Software and Data Sets
Once I had the online course completed, I then needed to install the R software. I first installed R and when checking out some YouTube tutorials, I saw that R Studio had a nicer interface, so I deleted R and downloaded and installed R Studio for mac. Now that I was up and running and having completed a few online tutorials, I now needed to grab some interesting data to use as a ‘use case’ with R Studio. I previously undertook a course in criminal and forensic psychology, so decided to head down the macabre path of data sets related to serial killers! Specifically serial murder in the United States of America. Being the legit academic that I am, the information I used is taken form the serial killer database from Radford University, located in Radford Virginia, United States of America. This is an up to date database and ‘As of September 4, 2016, the database contains information on 4,743 serial killers and 13,105 victims of serial killers. The statistics in this report are based on the serial killer definition derived by the FBI at its 2005 symposium in San Antonio, Texas : The unlawful killing of two or more victims by the same offender(s), in separate events.’
The data set I looked at was ‘Serial Killer Frequency by Decade’ See below (Figure 1).
For the purpose of what I was attempting, I was only interested in the ‘Decade’ and ‘US’ columns, however I created a spreadsheet with the full data set in Microsoft Excel and saved it as a csv file. In order to start playing with the data and attempting different types of graphs, you must first import your csv data file. See below (Figure 2).
The following graphs are what came out of the experimentation and learning curve. I’ll then attempt to show what information can be gleamed from the dataset.
The most glaring bit of information from the data set is that in the decade of the 80’s, the serial killer frequency stands and 768, followed second by the decade of the 90’s where the serial killer frequency stands at 669. From the 1900’s – 1950’s the figure does not raise above 72 and then form the 60’s onwards we see a substantial increase, peaking in the 80’s.
What other ideas/concepts could be represented via R Graphics if I had more time?
Well, I would like to attempt to show the correlation between serial killing in popular culture from the 70’s/80’s and 90’s i.e. serial killers in cinema, music and books to the actual real life/true crimes of serial killing. Is there a link between the two?

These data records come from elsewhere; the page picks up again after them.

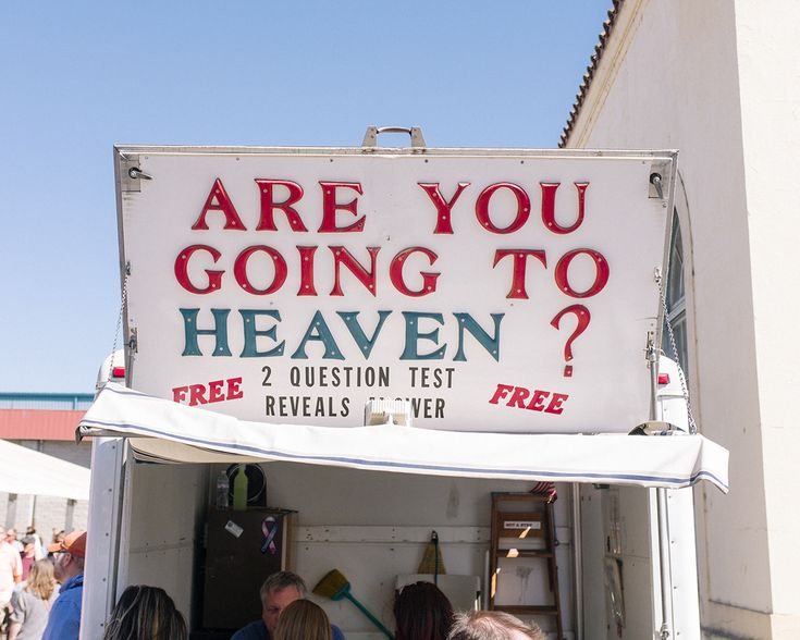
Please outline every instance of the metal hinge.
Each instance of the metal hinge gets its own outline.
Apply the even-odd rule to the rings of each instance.
[[[672,160],[653,162],[650,165],[650,185],[648,197],[665,200],[669,195],[669,177],[672,175]]]
[[[141,170],[139,157],[120,153],[120,190],[140,192],[143,180],[152,180],[152,175]]]
[[[378,136],[382,133],[404,133],[411,137],[411,151],[421,153],[426,149],[422,130],[418,126],[368,126],[361,141],[361,150],[371,152],[378,149]]]
[[[135,354],[137,353],[138,344],[138,334],[136,333],[136,328],[132,327],[131,331],[128,331],[127,342],[125,343],[125,346],[130,349],[132,354]]]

Did the increase in numbers as demonstrated in my graphs have anything to do with the public interest in the subject in pop culture? (All US based).
Code School, (2016). ‘Try R’. Available at: https://www.codeschool.com/courses/try-r (Accessed Nov. 2016).
Maamodt.asp.radford.edu, (2016). ‘Serial Killer Statistics’. Available at: http://maamodt.asp.radford.edu/Serial%20Killer%20Information%20Center/Serial%20Killer%20Statistics.pdf (Accessed Nov. 2016).